The far more difficult aspect for NFL teams preparing for the draft or free agency is finding guys who can fit into what they want to do on the field, but who can also fit into a team’s culture.

And for an Eagles team coming off a Super Bowl championship, it’s one of the big challenges of the offseason.

The Eagles have built a powerful chemistry and culture over the past two years that was pivotal in their drive to the franchise's first championship in 57 years.

It was a remarkably close team, a remarkably unselfish team. And now the Eagles are in the process of trying to add talent without ruining that unique chemistry.

Eagles executive vice president of football operations Howie Roseman said Thursday the Eagles’ scouting department spends a tremendous amount of time and resources not just evaluating players’ physical attributes but trying to determine whether they’re good fits for what the Eagles have built.

“I think that’s one of the conversations that we probably have the most,” Roseman said. “Background’s really important. We’ve had some guys who’ve come here, who’ve maybe had a (bad) reputation and fit really well, and there’s also the flip side of that.

“So you try to balance all of those and really rely on coach (Doug) Pederson and his leadership council and the ownership he gives them.”

Roseman revealed that he, vice president of player personnel Joe Douglas and Pederson actually involve players already on the roster in the decision-making process.

“We talk to our players about a lot of things, and we talk to them about guys that we’re going to potentially bring in,” Roseman said. “We try to pick their brain.”

It’s not a perfect process. Every team has been burned by a Darryl Worley.
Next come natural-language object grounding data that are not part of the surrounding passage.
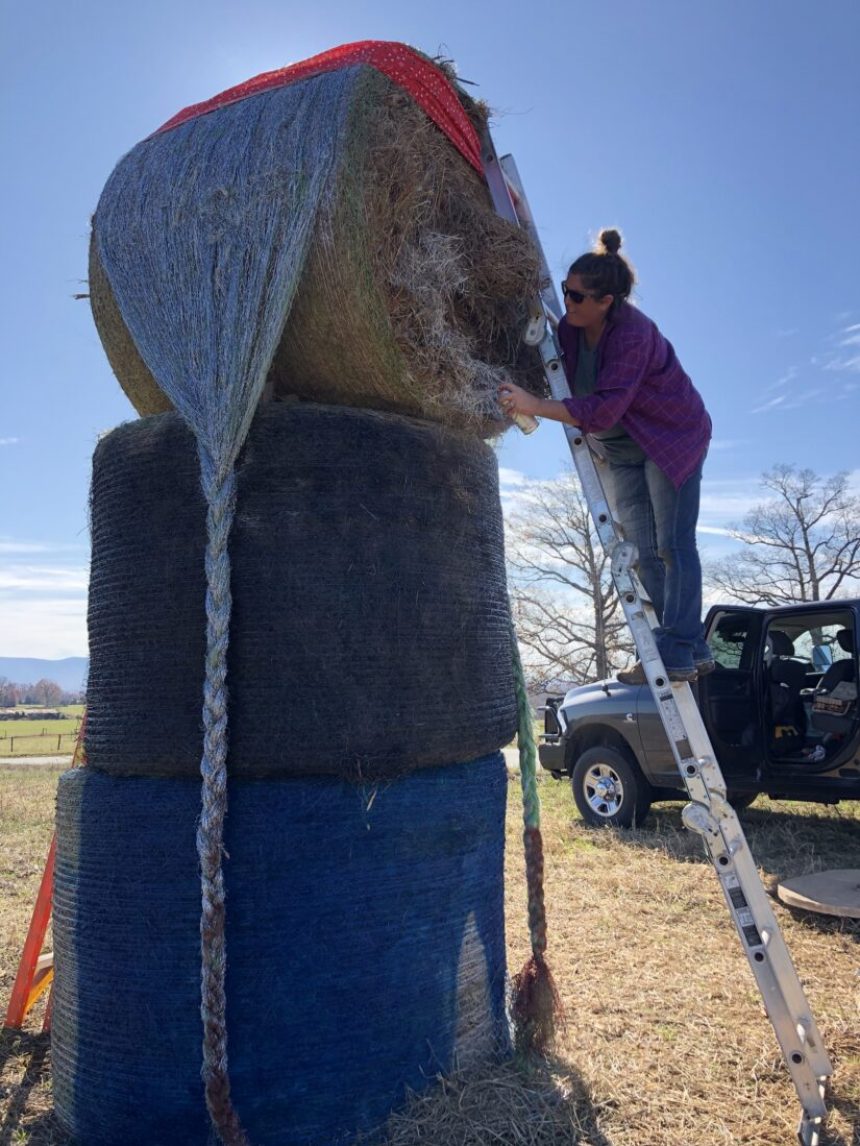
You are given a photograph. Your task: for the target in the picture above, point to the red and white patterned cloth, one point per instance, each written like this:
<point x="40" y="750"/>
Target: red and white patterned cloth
<point x="427" y="84"/>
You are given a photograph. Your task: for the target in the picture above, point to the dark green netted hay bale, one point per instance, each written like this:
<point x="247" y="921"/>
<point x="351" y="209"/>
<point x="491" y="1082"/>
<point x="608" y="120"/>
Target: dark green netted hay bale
<point x="414" y="295"/>
<point x="370" y="628"/>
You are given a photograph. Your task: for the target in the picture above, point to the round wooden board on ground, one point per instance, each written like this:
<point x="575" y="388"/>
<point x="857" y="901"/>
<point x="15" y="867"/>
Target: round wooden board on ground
<point x="830" y="893"/>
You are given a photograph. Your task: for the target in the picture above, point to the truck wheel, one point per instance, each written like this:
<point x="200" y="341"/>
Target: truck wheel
<point x="608" y="790"/>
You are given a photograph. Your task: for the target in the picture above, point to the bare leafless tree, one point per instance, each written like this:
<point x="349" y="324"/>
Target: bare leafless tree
<point x="567" y="611"/>
<point x="800" y="544"/>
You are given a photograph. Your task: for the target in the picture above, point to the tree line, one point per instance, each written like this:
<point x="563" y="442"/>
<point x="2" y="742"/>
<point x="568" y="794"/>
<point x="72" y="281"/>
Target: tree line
<point x="800" y="543"/>
<point x="46" y="693"/>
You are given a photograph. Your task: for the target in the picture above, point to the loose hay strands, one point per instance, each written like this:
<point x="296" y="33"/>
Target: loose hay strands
<point x="414" y="292"/>
<point x="203" y="233"/>
<point x="536" y="1005"/>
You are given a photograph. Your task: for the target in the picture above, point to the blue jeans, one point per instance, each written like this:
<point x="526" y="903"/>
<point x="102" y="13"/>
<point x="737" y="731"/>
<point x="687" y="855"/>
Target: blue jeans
<point x="661" y="522"/>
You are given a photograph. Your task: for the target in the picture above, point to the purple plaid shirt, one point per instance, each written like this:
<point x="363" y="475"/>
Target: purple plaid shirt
<point x="641" y="385"/>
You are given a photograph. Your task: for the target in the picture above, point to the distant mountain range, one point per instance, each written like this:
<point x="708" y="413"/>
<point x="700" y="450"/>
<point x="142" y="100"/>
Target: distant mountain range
<point x="70" y="673"/>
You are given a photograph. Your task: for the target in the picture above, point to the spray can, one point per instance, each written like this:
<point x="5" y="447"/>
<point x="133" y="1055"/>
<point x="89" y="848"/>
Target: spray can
<point x="525" y="422"/>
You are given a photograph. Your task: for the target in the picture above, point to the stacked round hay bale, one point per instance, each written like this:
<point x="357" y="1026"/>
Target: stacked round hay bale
<point x="297" y="593"/>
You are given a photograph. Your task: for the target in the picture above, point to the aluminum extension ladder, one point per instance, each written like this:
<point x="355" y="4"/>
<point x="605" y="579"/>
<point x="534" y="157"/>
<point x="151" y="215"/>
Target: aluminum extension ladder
<point x="709" y="814"/>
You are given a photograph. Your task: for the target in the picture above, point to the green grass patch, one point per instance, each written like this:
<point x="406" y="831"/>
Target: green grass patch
<point x="38" y="737"/>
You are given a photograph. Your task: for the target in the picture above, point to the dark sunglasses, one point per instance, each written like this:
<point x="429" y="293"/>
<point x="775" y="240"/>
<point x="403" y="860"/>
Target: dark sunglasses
<point x="577" y="295"/>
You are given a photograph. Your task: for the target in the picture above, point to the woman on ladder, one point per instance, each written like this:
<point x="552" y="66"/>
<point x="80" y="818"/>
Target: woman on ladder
<point x="647" y="421"/>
But the Eagles clearly are doing a better job than most teams getting 53 unique individuals to mesh together.

“I accept responsibility for the mistakes we made, that’s on me,” Roseman said.

“But we try to get a lot of information and then also talk to our players so a lot of these moves that we’ve made the last two years … and that’s probably not the norm in the National Football League, but that’s really from the leadership of coach Pederson and what he wants us to do.”

Roseman mentioned something called the “Co-habitation Matrix,” devised by Douglas and Eagles director of football administration Jake Rosenberg — "and Keanu Reeves," Roseman joked. That’s basically a way to connect anybody in any role within the organization that has had any previous experience at a previous spot with potential new additions.

It’s all a part of minimizing the risk of shattering the franchise’s powerful culture.

“That’s something that we work so hard to build and it could be the hardest thing to build and it could be the easiest thing to lose and that’s something that we have been working hard on, is just pinpointing the guys that can come in and just add to our culture,” Douglas said Thursday.

“Chemistry really isn’t a thing you can quantify. It’s not an objective thing, but you know when you’ve got it and obviously for us to do what we did last year we had it. So now it’s us trying to keep adding to it.”